Figure 3. iPTH treatment fails to regulate SC proliferation and life span, T cell expression of Wnt10b, number of Tregs, and BM production of TGF-β and IGF-1.

(A and B) SC proliferation as measured by thymidine incorporation (n = 8–10 mice/group). (C and D) SC apoptosis as measured by Caspase-3 activity (n = 5 mice/group). (E and F) mRNA levels of bone sialoprotein (Bsp), type 1 collagen (Col1), osteocalcin (Ocn), osterix (Osx), and Runx2, which are factors representative of the differentiation of SCs into osteoblasts (n = 5 mice/group). (G and H) Transcripts of genes that are specifically increased by Wnt signaling in SCs.

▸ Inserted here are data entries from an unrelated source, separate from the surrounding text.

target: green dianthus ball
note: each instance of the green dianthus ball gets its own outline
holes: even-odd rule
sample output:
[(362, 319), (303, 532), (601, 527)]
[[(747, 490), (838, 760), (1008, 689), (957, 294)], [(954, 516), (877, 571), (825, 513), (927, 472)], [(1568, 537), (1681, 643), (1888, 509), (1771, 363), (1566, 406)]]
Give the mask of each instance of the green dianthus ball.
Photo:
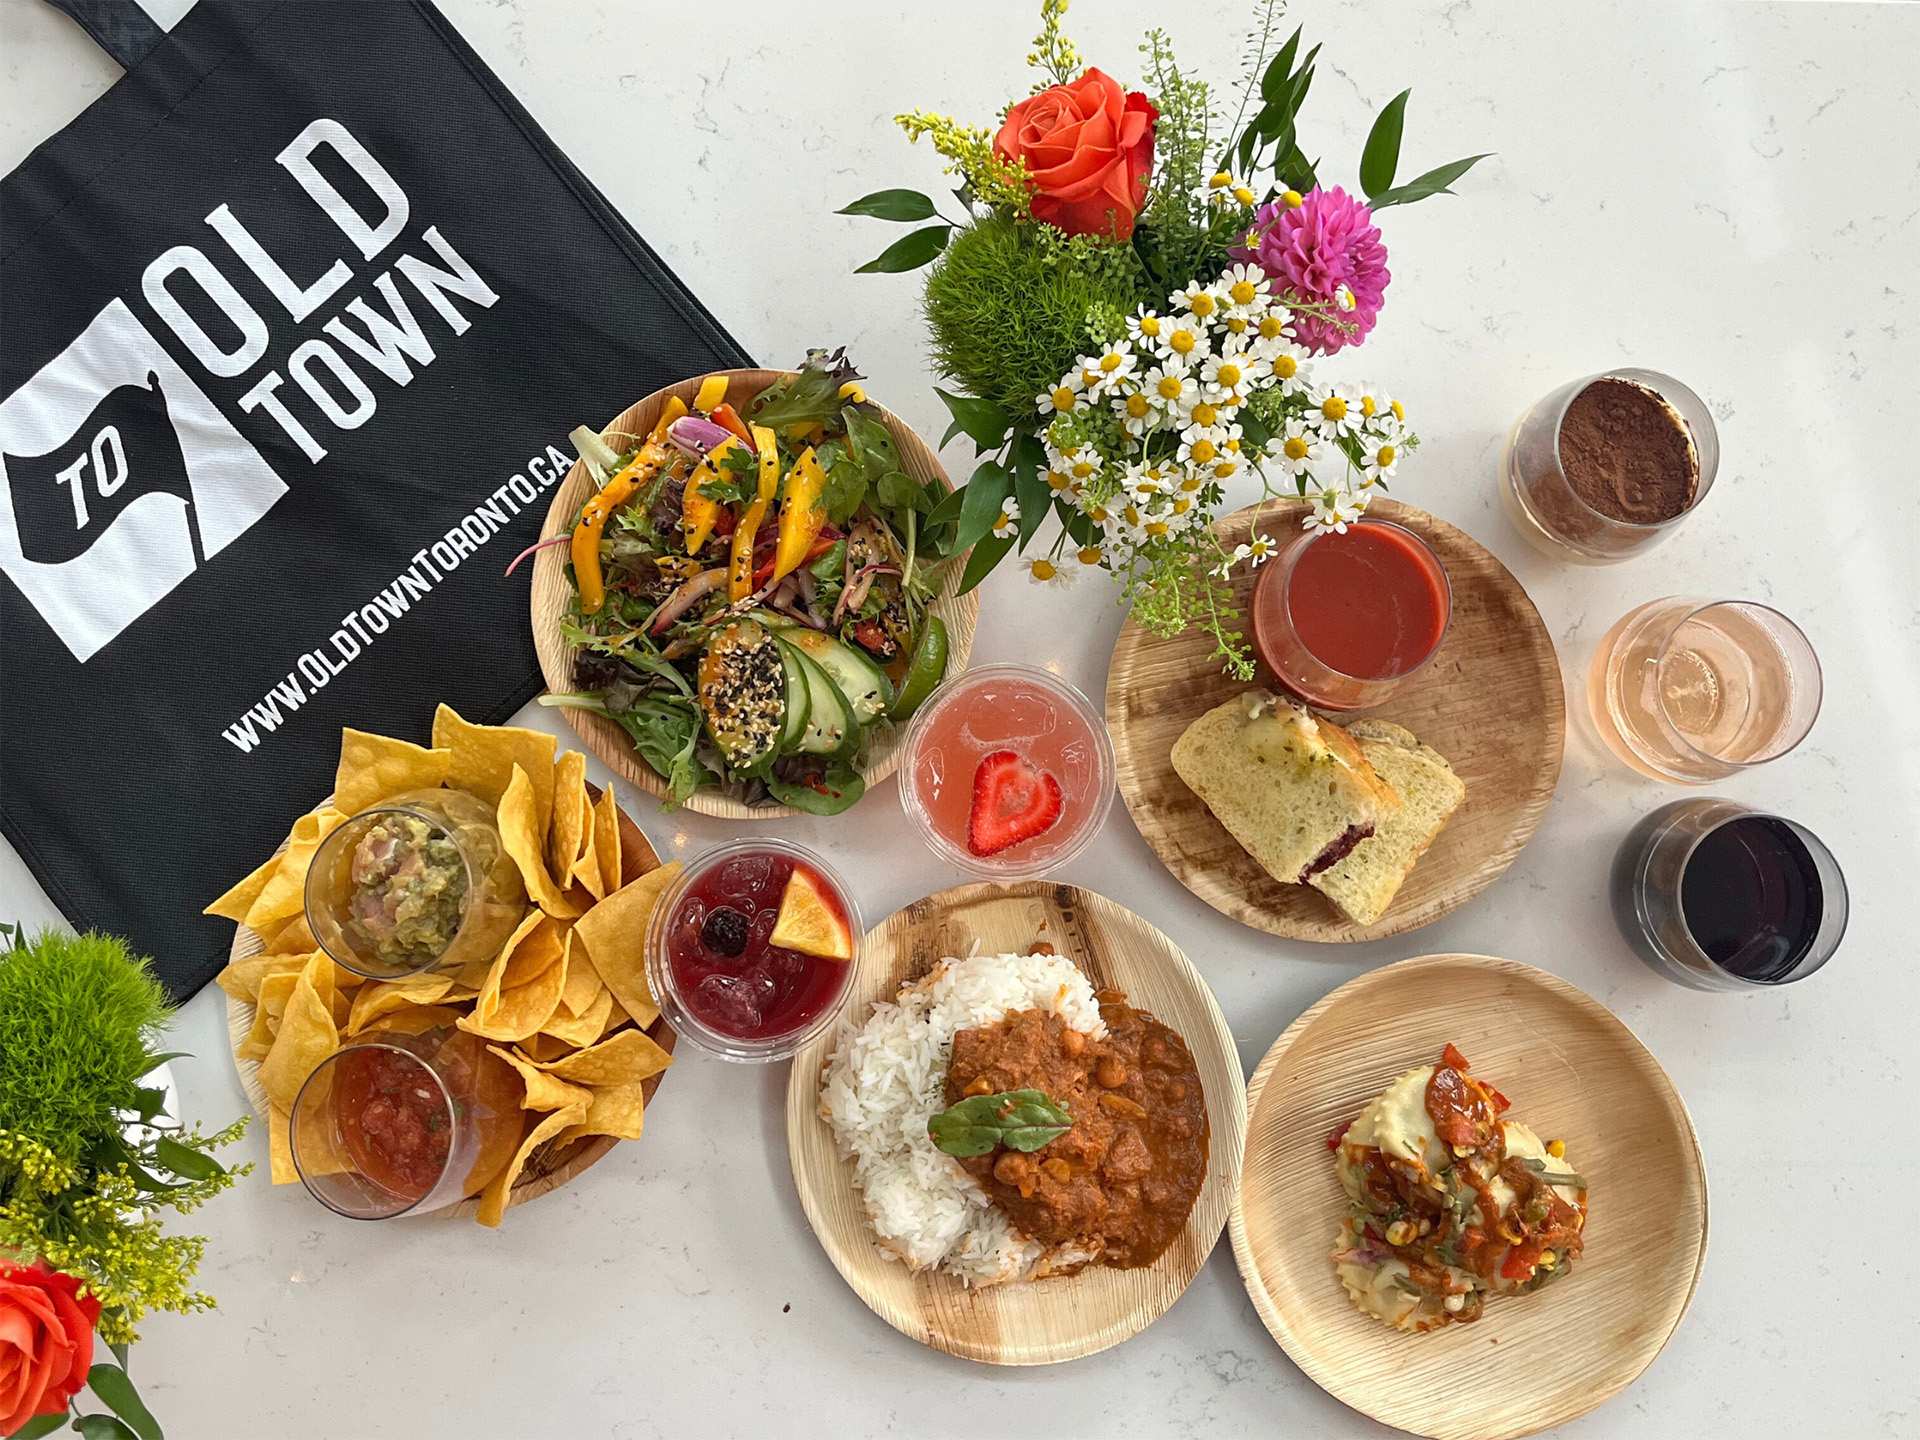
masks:
[(168, 1013), (148, 962), (110, 935), (0, 951), (0, 1130), (79, 1162), (119, 1133)]
[(1144, 285), (1128, 246), (982, 220), (955, 234), (927, 274), (934, 363), (968, 394), (1031, 415), (1078, 356), (1117, 338)]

The analyzed genes were aryl-hydrocarbon receptor (Ahr), Axin2, cysteine rich protein 61 (Cyr61), naked cuticle 2 homolog (Nkd2), transgelin (Tagln), transforming growth factor β3 (Tgfb3), thrombospondin 1 (Thbs1), Wnt1 inducible signaling pathway protein 1 (Wisp1), and Twist gene homolog 1 (Twist1) (n = 5 mice/group). (I–L) Wnt10b mRNA levels in whole BM cells and sorted BM CD8⁺ T cells (n = 5 mice/group). (M–P) PP and BM Tregs (TCR-β⁺CD4⁺Foxp3⁺ cells) (n = 8–10 mice/group). (Q and R) BM Tgfb1mRNA levels (n = 5 mice/group). (S and T) BM Igf-1 mRNA levels (n = 5 mice/group). Data were expressed as mean ± SEM. All data were normally distributed according to the Shapiro-Wilk normality test. All data were analyzed by 2-way ANOVA and post hoc tests, applying Bonferroni’s correction for multiple comparisons. **P < 0.01, ***P < 0.001, and ****P < 0.0001 compared with the indicated group in the post hoc tests.